ESPE Abstracts

Background: Childhood hematologic malignancies are no longer a death sentence. With survival rates significantly increasing, focus needs to shift towards diminishing long-term adverse effects, such as bone disorders. In childhood hematologic cancer survivors (CHCS), peak bone mass is not usually attained due to malginancy-related inflammation, treatments employed or subsequent endocrine complications. Thus, low BMD is frequent. However, in the absence of fragility fractures (FF), no clear indication of antiosteoportic agents is establised.

Study aim: As FF lead to pain, disabilities and physical deformities, altering quality of life (QoL), we aimed to develop a risk prediction model for FF in CHCS.

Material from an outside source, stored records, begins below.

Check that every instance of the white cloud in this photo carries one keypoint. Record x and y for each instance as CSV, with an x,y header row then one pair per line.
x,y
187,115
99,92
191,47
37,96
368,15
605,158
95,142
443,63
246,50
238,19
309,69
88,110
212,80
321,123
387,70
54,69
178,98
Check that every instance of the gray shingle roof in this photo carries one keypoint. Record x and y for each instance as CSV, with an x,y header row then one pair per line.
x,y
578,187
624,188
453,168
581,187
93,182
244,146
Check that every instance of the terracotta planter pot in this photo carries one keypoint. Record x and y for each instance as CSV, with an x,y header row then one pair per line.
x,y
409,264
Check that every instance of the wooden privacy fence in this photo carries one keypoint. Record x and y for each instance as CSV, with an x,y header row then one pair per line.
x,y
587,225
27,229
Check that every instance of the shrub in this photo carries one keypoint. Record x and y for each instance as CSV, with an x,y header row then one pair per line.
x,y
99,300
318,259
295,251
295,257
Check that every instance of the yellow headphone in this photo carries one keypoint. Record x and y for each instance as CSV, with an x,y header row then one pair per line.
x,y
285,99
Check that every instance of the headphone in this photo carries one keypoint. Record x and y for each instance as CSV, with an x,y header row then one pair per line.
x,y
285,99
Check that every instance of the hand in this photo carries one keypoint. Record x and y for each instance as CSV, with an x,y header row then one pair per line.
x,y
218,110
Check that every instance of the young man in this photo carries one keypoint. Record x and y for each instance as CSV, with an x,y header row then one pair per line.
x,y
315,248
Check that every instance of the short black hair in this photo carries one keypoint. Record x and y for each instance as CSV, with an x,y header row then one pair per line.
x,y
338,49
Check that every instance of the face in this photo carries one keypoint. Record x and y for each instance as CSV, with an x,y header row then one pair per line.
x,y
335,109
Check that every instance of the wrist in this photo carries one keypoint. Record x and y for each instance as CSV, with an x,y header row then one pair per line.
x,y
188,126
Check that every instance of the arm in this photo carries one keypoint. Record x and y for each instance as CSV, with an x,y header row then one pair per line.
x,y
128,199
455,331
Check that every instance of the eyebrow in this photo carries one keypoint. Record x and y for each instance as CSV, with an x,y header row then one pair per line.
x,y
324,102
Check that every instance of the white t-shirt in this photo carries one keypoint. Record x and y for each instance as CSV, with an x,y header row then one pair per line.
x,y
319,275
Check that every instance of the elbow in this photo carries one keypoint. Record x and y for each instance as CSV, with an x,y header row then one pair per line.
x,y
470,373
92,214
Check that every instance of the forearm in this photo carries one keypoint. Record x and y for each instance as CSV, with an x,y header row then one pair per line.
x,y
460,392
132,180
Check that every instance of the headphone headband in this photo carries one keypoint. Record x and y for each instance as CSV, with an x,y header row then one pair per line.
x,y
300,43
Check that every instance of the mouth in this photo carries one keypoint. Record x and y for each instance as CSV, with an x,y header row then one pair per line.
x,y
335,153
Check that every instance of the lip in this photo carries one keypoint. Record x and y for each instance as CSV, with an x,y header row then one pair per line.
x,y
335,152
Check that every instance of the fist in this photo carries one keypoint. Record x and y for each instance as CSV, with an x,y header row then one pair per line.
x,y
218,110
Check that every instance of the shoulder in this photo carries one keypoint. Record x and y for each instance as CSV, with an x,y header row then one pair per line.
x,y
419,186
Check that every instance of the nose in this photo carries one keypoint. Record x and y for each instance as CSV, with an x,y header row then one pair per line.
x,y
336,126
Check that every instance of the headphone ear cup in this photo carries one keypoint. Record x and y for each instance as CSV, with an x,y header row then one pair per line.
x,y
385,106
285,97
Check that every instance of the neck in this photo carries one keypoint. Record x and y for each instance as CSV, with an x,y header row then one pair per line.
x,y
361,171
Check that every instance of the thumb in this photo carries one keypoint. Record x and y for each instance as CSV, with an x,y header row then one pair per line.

Methods: We registered 40 CHCS (17 with ALL, 9 AML, 11 HL, 2 CML, 1 JMML), aged between 4-19, in remission for at least one year, evaluated in our Pediatric Endocrinology Department between 2016 and 2023 (mean age 11.68 +/-4 years, time from diagnosis 4.71 years). Their assesment included: clinical and biochemical exams and DXA scan. TBLH BMD_HAZ Z-scores were used to account for the effect of stature on BMD. Patients symptomatic for FF were referred for imaging studies. Logistic regression was used to develop a prediction model. Employing backward selection, multiple independent variables (age at diagnosis, BMI, TBLH BMD_HAZ Z-scores, glucorticoids, methotrexate, HSCT, radiotherapy, hypogonadism, IGF1 z-scores for Tanner stages, vitamin D, PTH and TSH levels) were analysed and statistically non-significant predictors were removed, until a robust model was built. The model performance was evaluated using the area under the receiver operating characteristic curve (AUC).

Results: In the study population, 5(12.5%) children suffered FF (3 had vertebral fractures, 1 had radial and humeral fractures and 1 had femoral fracture). Among the prediction models analysed, the one based on TBLH BMD_HAZ Z-scores (β=−1.37, P =0.019) yielded the best results (Nagelkerke R Square =0.62) and correctly identified 89% of patients (AUC 0.89, SD 0.1, 95%CI 0.73-1.05). Using the ROC curve, we determined that a TBLH BMD_HAZ Z-score ≤ −2.09 predicts the risk of FF with 91% sensitivity and 75% specificity.

Conclusions: We developed a machine-learning model for determining the risk of FF in CHCS, based on TBLH BMD_HAZ Z-scores. Our results emphasise the need for close DXA monitoring in CHCS. Also, as Z-scores ≤ −2.09 predict the risk for FF with 91% sensitivity and 75% specificity, independently of other risk factors, the question of early antiresorptive therapies use rises. Our next aim is to prospectively test the model's validity.